The same Star-Spangled Nights event page carried a weather caveat of its own. “Fireworks and other special events and entertainment are scheduled for specific durations and times; all entertainment during Star-Spangled Nights presented by M&M’S® is weather permitting and subject to change,” the page reads. “Select rides may be scheduled to close early in preparation for the fireworks.” The page’s VIP Fireworks Party package, billed for July 4-5, was the event the Smiths had been waiting on before the wind picked up. Guests showed up to a finale that the weather office had warned about 35 minutes before the tree fell.

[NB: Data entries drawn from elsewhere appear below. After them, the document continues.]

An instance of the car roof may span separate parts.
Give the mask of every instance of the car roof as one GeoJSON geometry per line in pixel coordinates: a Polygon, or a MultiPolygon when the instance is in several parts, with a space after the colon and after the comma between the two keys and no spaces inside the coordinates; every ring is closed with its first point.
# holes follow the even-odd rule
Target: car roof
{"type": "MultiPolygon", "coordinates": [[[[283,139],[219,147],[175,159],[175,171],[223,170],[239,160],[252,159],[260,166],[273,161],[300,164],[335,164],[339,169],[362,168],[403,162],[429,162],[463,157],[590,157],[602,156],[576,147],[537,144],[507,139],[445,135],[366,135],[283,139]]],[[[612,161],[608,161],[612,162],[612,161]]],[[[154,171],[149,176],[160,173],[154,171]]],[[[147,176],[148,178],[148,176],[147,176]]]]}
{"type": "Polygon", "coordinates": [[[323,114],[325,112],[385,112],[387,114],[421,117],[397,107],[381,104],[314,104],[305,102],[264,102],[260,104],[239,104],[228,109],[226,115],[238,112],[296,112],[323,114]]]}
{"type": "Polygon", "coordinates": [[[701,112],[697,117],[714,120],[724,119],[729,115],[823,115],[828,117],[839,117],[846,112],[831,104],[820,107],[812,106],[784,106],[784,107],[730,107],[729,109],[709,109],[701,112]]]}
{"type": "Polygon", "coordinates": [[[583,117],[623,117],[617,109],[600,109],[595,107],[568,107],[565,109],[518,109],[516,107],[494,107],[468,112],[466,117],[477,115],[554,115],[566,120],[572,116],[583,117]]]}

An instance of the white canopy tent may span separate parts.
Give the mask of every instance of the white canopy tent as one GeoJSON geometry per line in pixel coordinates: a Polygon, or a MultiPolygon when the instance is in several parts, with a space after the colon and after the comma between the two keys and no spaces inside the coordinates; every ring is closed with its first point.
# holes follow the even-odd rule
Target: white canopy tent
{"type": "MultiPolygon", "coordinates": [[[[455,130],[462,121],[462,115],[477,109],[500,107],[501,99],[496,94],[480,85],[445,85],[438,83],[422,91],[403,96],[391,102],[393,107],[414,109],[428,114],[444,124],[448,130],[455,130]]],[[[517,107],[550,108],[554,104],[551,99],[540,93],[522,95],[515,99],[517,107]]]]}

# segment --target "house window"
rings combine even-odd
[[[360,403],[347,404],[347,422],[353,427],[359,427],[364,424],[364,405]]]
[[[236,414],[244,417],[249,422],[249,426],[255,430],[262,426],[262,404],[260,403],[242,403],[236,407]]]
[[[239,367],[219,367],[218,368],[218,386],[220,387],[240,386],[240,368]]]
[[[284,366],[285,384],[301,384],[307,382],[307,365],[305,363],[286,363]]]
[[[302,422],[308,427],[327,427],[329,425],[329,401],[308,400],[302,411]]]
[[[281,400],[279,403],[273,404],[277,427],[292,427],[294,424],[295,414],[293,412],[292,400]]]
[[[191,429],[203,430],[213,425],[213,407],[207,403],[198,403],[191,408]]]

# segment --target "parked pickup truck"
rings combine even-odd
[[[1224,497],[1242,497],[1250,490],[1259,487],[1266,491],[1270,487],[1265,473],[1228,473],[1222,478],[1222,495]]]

Across metro Atlanta, the same overnight-to-evening storm system pushed through twice. Atlanta News First reported “a high of more than 7,000 customers without power early Sunday across Fulton, DeKalb, and Gwinnett counties,” with the total dwindling into the hundreds by Sunday afternoon. A second round hit Sunday evening after the first round had already knocked out service to thousands. Six Flags Over Georgia has not issued a public damage report or a statement on Sunday operating hours.
What Is Still Unknown
Four questions remain open for visitors and readers.
How many people were hurt at Six Flags Over Georgia on Sunday?
Six Flags Over Georgia confirmed four guests were transported to a hospital after being struck by the tree near the park’s entrance. 11Alive reported, via People, that two of the four suffered serious injuries. Park officials have not released the current medical conditions of any of the four.
When was the severe thunderstorm warning in the Six Flags area?
The NWS Peachtree City severe thunderstorm warning ran from 6:40 PM EDT to 7:15 PM EDT on Sunday, July 5, 2026.
What weather hazards did the warning forecast?
The warning called for 60 mph wind gusts and penny-size hail, radar-indicated, with a damage statement reading “expect damage to roofs, siding, and trees.” Six Flags Over Georgia was named among the locations in the path.
Has Six Flags Over Georgia confirmed damage to its rides?
No. Six Flags has not confirmed damage to any rides, including a tree reported on the Mindbender track, and has not stated whether Sunday operating hours were adjusted or what the Monday schedule looks like.